Рукописи горят или садись и пиши | страница 20



Что касается именно реалистичных рассказов, лично для меня их писать сложнее в том плане, что нужно пропускать через себя слишком многое. Мне сложно писать реалистичные вещи, придумывая какие-то сюжеты, героев и т.д. Поэтому я использую личный опыт, не особо богатый на самом деле, но всё равно есть что вспомнить. Зачастую героями становятся мои друзья, знакомые, приятели. Я описываю то, что случилось со мной, с ними, какие-то истории, которые я слышал. Всё это я перерабатываю и излагаю на бумаге. В основном эти рассказы пылятся на жёстком диске, так как они очень личные. Хотя не исключаю, что когда-нибудь сделаю из них небольшой сборник, дополнив другими вещами. Никакой жести и хоррора, только лёгкая фантастика и магический реализм.

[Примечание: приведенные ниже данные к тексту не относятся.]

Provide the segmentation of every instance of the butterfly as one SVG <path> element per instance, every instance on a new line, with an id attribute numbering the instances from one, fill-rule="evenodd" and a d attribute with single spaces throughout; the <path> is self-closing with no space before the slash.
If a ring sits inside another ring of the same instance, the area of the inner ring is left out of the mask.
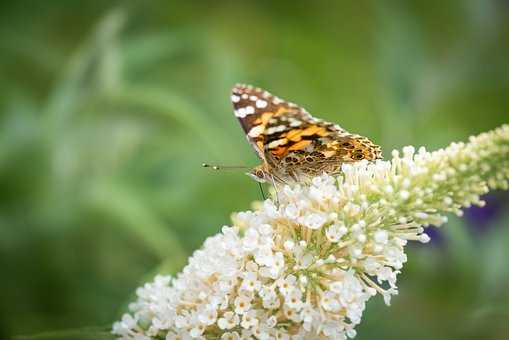
<path id="1" fill-rule="evenodd" d="M 235 116 L 262 164 L 248 175 L 258 182 L 305 181 L 341 172 L 344 163 L 382 158 L 380 146 L 305 109 L 250 85 L 231 93 Z"/>

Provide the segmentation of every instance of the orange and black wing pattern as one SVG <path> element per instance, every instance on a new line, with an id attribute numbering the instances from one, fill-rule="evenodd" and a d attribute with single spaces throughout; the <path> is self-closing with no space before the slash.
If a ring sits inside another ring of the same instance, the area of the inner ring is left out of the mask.
<path id="1" fill-rule="evenodd" d="M 316 119 L 263 89 L 237 85 L 231 100 L 248 140 L 279 172 L 331 173 L 342 163 L 381 158 L 380 147 L 366 137 Z"/>

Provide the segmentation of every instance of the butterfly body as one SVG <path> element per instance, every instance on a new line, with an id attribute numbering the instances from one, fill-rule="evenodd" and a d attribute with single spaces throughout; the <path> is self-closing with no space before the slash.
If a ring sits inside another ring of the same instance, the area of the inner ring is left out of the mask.
<path id="1" fill-rule="evenodd" d="M 312 117 L 296 104 L 260 88 L 236 85 L 235 115 L 262 164 L 249 175 L 287 183 L 337 174 L 344 163 L 381 158 L 380 147 L 340 126 Z"/>

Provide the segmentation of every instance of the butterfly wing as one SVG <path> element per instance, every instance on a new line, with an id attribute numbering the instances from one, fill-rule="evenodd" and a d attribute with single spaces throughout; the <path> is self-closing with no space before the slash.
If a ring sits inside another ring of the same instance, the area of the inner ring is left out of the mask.
<path id="1" fill-rule="evenodd" d="M 249 142 L 275 168 L 314 175 L 335 172 L 342 163 L 381 158 L 380 147 L 366 137 L 260 88 L 237 85 L 231 100 Z"/>

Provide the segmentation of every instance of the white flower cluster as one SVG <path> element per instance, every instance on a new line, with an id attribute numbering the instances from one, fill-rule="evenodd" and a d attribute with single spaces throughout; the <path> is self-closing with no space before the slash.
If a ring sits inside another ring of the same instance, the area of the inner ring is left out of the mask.
<path id="1" fill-rule="evenodd" d="M 158 276 L 113 325 L 123 339 L 346 339 L 368 299 L 387 304 L 408 240 L 444 212 L 508 188 L 509 126 L 469 143 L 392 161 L 344 165 L 337 177 L 278 190 L 210 237 L 176 278 Z"/>

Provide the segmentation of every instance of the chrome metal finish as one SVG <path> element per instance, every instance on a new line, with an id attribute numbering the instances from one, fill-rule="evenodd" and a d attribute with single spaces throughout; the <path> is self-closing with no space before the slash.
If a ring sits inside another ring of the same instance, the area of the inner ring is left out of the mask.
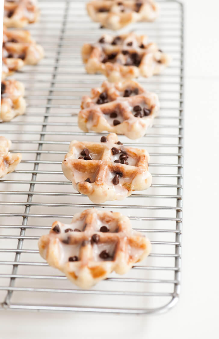
<path id="1" fill-rule="evenodd" d="M 60 164 L 74 139 L 99 141 L 77 125 L 80 100 L 104 79 L 86 74 L 83 43 L 103 33 L 86 13 L 85 0 L 40 0 L 39 23 L 28 27 L 45 50 L 38 65 L 14 76 L 26 87 L 25 115 L 0 124 L 0 134 L 20 152 L 17 170 L 0 180 L 0 310 L 145 314 L 161 313 L 177 302 L 180 283 L 182 208 L 183 13 L 174 0 L 158 0 L 153 23 L 125 27 L 148 34 L 171 54 L 160 75 L 139 82 L 159 95 L 161 108 L 153 126 L 139 140 L 120 140 L 145 148 L 151 155 L 151 187 L 125 200 L 92 204 L 74 191 Z M 103 133 L 104 134 L 105 133 Z M 56 219 L 95 207 L 128 215 L 133 228 L 150 239 L 152 253 L 124 276 L 112 274 L 91 290 L 73 285 L 40 256 L 37 241 Z"/>

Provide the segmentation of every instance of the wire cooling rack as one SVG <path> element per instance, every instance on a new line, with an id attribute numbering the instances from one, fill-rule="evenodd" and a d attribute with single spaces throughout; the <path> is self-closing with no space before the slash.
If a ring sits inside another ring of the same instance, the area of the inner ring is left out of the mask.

Наверное, никогда не смогу написать что-то о своей семье. Когда я касаюсь этой темы, слова сразу становятся неправильными, пустыми и банальными. К примеру, всю семью моего деда во время войны убили нацисты. У меня была идея написать военную повесть по его рассказам, но работа заглохла, почти не начавшись. Я не смог.

Если говорить о хорроре, то я уже упоминал, что сейчас стараюсь писать о том, что страшно лично мне. Поэтому часто у меня мелькают темы одиночества, неудавшейся личной жизни, потери близких людей, пагубных зависимостей. Я очень боюсь войны. И, как замечают люди, часто о ней пишу. Пожалуй, именно хоррор – это тот «сосуд», куда я сцеживаю свою боль. Я ищу страшное в повседневности и нахожу его там довольно часто. Как-то в метро я увидел женщину, которая спускалась на эскалаторе и стояла почему-то спиной вперёд, хотя была на лестнице одна. Через какое-то время мне снится женщина, которая в тёмном подъезде спускается по лестнице вперёд спиной. Я проснулся в холодном поту. Почему-то это показалось мне очень страшным.

Бывает ли такое, что тебя пугают твои произведения?


Д. К. Тут такая штука. Писать о том, что тебя пугает, не означает пугаться этого в самих рассказах. На уровне понимания кошмарности темы, ситуации, потери – да, но не на уровне первобытной дрожи, реакции нервных окончаний. Не так, чтобы оцепенеть от страха. Здесь надо оговориться, что меня не пугают «по-настоящему» и чужие произведения. Это работает в кино, но не в литературе. Но мне вполне хватает атмосферы дискомфорта, гнетущего тумана мыслей, тянущего осознания кошмара.

Так что меня не пугают мои рассказы. Здесь другой критерий «испуга». Иногда мне очень неуютно и грустно в собственных произведениях, где личное переплелось с вымыслом. Вообще я очень редко перечитываю чистовые варианты своих текстов, разве что надо стряхнуть с них пыль и куда-то отправить. Исключение – рассказ «Ненастоящий дядя». Я плачу, когда его перечитываю. Я понимаю почему… Но я очень рад, что написал этот рассказ.